能登半島地震が昨年の元旦に発生して一年とひと月。毎日、全ての地域の復興状況を報道することは難しい。不謹慎に聞こえて欲しくないのだが、報道に触れる僕たち視聴者も、痛みや疲れを伴いながら毎日を過ごすことは難しい。

 少しずつ進んでいる現状と、何も進まない現状。それぞれの被災者によって異なる現状。他地域に暮らす僕たちもどう関わっていくべきか。折りに触れて未だ辛い生活を強いられている人達を想起する。


 毎週土曜日、おそらく東北枠だと思うが『被災地からの声〜つぎの一歩』という番組が放送されている。30分程で、観ようと思って観ているわけではないが、流れているとそのまま観てしまう。東日本大震災の発生から3月で14年になるが、発生間もなく始まったと記憶している。

 担当は津田喜章(つだよしあき)アナウンサー。宮城県石巻市出身で、最初に青森放送局に配属後、秋田、仙台と移動して数年後に大震災を経験した。以降もずっと仙台で勤務する異例の『東北アナ』だ。

 『頑張らなくていい』とか『そんなに頑張れません』とか『無理して頑張らないで下さい』とか。彼の発する言葉には、もう少しだからと鼓舞したり、ここを乗り越えればなどと勇気づけようとする意思はない。ただただ取材した人の声と思いを、観ている僕たちに届けようとしているかの様だ。

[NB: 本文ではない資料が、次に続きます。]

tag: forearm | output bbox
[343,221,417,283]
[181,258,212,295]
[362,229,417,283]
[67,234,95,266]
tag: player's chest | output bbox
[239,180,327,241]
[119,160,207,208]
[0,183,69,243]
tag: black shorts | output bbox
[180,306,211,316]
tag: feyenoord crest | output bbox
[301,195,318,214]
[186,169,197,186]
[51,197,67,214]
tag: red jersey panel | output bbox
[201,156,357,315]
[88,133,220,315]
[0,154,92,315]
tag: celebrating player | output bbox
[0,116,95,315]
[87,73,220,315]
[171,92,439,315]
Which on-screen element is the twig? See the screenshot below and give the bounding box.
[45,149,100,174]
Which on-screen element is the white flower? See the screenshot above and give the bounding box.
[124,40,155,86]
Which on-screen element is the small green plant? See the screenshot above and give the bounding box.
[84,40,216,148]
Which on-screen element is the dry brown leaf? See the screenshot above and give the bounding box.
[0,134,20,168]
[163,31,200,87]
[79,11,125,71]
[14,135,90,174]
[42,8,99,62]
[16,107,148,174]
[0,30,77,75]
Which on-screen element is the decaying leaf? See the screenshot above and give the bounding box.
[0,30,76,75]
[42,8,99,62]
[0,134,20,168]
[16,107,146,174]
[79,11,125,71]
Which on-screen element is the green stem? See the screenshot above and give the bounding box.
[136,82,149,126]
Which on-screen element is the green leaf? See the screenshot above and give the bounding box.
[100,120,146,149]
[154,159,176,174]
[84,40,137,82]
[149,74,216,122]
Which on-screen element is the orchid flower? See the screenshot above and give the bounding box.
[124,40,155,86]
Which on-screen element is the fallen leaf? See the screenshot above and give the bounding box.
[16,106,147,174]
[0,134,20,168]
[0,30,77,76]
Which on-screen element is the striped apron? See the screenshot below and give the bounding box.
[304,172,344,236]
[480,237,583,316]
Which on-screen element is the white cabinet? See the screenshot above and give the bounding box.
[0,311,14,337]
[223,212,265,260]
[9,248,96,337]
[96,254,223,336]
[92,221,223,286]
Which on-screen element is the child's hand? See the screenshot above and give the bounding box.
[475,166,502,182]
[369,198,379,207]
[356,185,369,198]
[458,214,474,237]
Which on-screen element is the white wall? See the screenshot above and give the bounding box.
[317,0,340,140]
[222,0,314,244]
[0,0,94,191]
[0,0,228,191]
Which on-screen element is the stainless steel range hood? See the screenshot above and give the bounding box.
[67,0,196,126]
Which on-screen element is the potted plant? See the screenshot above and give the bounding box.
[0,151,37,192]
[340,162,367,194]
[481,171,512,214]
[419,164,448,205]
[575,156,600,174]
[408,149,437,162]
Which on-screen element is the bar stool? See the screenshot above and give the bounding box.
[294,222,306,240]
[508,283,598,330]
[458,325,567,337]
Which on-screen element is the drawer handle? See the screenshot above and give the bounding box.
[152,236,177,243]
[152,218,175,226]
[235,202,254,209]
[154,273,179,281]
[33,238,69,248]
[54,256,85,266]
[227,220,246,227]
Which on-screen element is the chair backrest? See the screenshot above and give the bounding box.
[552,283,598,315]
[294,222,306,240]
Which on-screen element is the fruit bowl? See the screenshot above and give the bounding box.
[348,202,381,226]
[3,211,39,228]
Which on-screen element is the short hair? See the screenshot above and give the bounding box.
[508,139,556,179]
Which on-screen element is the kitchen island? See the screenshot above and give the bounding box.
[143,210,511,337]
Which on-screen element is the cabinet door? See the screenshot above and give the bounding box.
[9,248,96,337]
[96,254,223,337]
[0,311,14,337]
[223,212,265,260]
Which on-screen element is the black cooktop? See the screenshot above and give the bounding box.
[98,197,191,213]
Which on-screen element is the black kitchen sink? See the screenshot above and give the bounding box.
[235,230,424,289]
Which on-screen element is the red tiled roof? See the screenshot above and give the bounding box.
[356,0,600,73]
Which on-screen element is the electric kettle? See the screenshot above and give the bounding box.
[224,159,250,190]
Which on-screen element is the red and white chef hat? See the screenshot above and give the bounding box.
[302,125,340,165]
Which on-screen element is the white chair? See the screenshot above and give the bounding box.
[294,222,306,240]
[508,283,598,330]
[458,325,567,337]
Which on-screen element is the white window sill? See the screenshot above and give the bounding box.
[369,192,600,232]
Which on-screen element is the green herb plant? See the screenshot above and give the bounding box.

 10年経って2度目のインタビューに応えてくれる被災者もいる。津田アナは、一回目の映像を見せながら、じっと言葉を待つ。ほとんどの場合、笑顔がこぼれ、恥ずかしそうに見つめている。時には、ご主人だったりお母さんだったりと、放送後に亡くなった誰かの映像が流れる時もあるが、懐かしいとか、こんなこと話してたんだと振り返る表情には笑みがある。悲しみだけではない、生きている実感が伝わってくる。

 その表情に触れた時、被災された方たちが少しでも前に進んでいるのだと、僕は初めて感じることができた気がする。


 能登半島地震のあとの放送で、津田アナが語った。「私たちも同じことを13年前に経験しました。もう終わったと思いました。でも、先に被災した私たちは、いずれ必ず復興に向かうという事実も知っています。今は信じられないと思いますが、どうか経験者を信じて、何とかあと少し辛抱していただければと思います」と。


 これからも『観る』ことを続けたい。